[Question] Possibility of some math API like i/l/llrint Vectorization

riscvarchive / riscv-v-spec

Working draft of the proposed RISC-V V vector extension

https://jira.riscv.org/browse/RVG-122

Creative Commons Attribution 4.0 International

973 stars 272 forks source link

[Question] Possibility of some math API like i/l/llrint Vectorization #922

Closed Incarnation-p-lee closed 1 year ago

Incarnation-p-lee commented 1 year ago

Consider we have code as below, invoking __builtin_lrint (aka lrint in math.h)

void
test_lrint_scalar (long *out, double *in)
{
  *out = __builtin_lrint (*in);
}

void
test_lrint_vec (long *out, double *in, int count)
{
  for (unsigned i = 0; i < count; i++)
    out[i] = __builtin_lrint (in[i]);
}

For the test_lrint_scalar, we may generate asm with -ffast-math as below.

fld     fa5,0(a1)
fcvt.l.d a5,fa5,dyn
sd      a5,0(a0)

But for test_lrint_vec, I suppose it is possible to leverage vfcvt.x.f.v v,v for vectorization.

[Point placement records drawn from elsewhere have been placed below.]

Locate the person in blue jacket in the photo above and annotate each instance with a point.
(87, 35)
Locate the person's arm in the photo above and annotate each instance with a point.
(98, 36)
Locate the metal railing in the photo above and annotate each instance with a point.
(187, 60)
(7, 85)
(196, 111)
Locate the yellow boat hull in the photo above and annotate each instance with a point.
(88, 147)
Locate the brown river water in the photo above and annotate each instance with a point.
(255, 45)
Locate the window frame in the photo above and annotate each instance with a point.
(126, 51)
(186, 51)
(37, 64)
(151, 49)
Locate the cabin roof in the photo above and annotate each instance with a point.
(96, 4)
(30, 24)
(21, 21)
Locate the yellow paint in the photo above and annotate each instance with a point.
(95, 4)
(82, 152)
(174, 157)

AFAIK, the semantics of cvt from FP to INT should be almost the same between scalar and vec. Then we may have here.

vle64.v v1,0(a1)
vfcvt.x.f.v     v1,v1
vse64.v v1,0(a0)

nick-knight commented 1 year ago

Yes, you can use the vfcvt family to vectorize the lrint family. You may need the widening and narrowing flavors. And keep in mind that long is 32 bits in the ILP32 ABI.

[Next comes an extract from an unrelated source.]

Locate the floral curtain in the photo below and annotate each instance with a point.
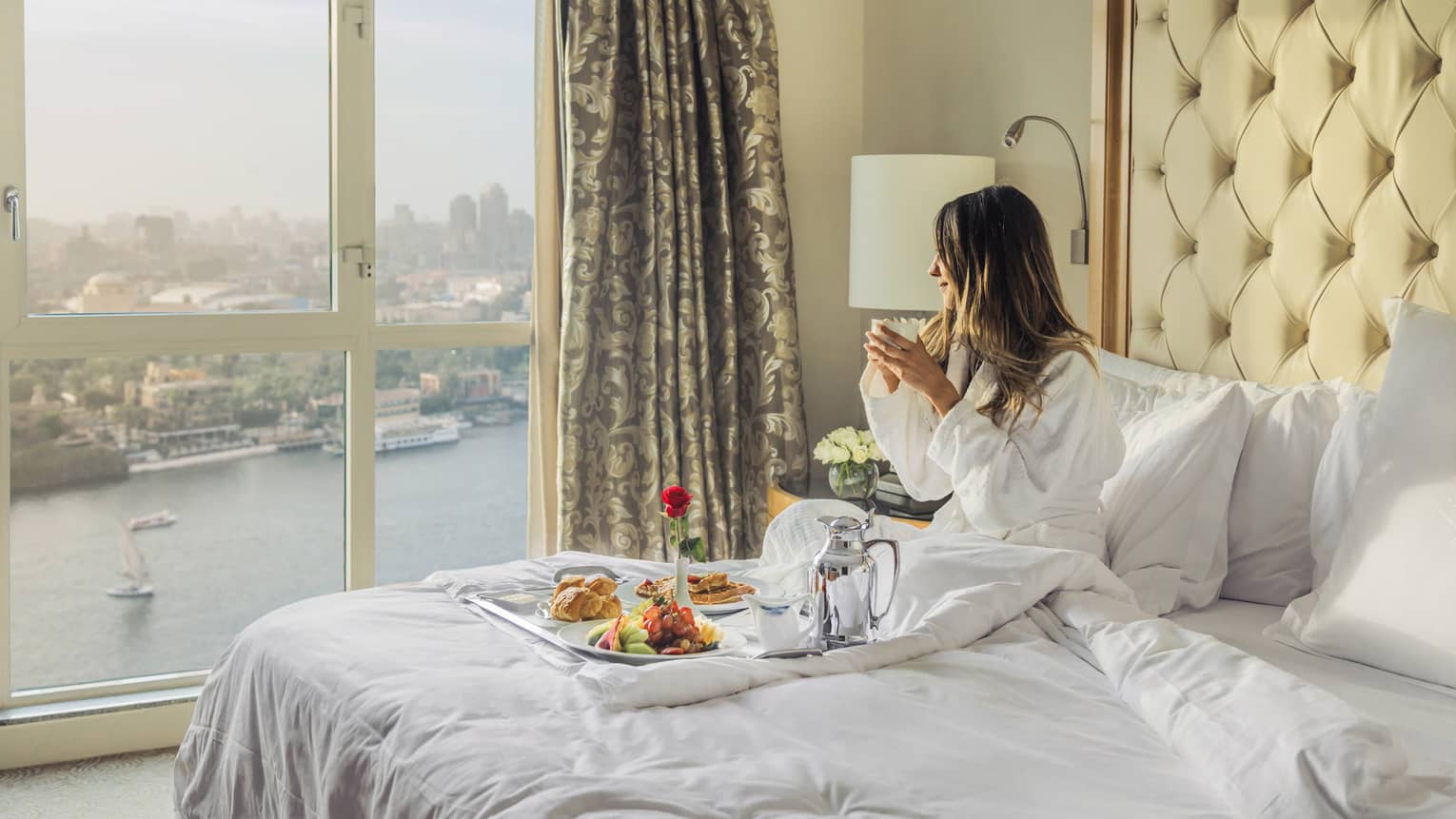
(679, 335)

The rint family is trickier. (A vector analogue of Zfa might help.)

Incarnation-p-lee commented 1 year ago

Yes, you can use the vfcvt family to vectorize the lrint family. You may need the widening and narrowing flavors. And keep in mind that long is 32 bits in the ILP32 ABI.

The rint family is trickier. (A vector analogue of Zfa might help.)

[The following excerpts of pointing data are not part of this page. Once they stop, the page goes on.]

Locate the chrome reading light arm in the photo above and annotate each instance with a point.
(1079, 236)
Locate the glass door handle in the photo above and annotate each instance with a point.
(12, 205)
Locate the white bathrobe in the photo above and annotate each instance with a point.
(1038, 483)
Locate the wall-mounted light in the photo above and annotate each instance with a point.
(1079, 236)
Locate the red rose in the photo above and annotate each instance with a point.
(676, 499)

Thanks @nick-knight for the confirmation. Yes, return long has different sizes for ilp32 and lp64, while return int and return long long don't have a similar issue here.

According to widening and narrowing, for example, lrintf16, aka F16 to INT64. I suppose there will be at least 2 options here. Do you have any suggestions here? Thanks again for help.

option 1:
FP16 => FP32
FP32 => INT64

option 2:
FP16 => INT32
INT32 => INT64

nick-knight commented 1 year ago

What behavior do you want for exceptional inputs (Infs and Nans)? My understanding is it's implementation defined, for the lrint family.

Incarnation-p-lee commented 1 year ago

What behavior do you want for exceptional inputs (Infs and Nans)? My understanding is it's implementation defined, for the lrint family.

Yes, it is. The manual of lrint family indicates the return value of exceptional inputs (INF, NAN, or too large) is unspecified. Then it looks like both options are correct.

Incarnation-p-lee commented 1 year ago

Thanks, nick, closed this issue as no more questions now.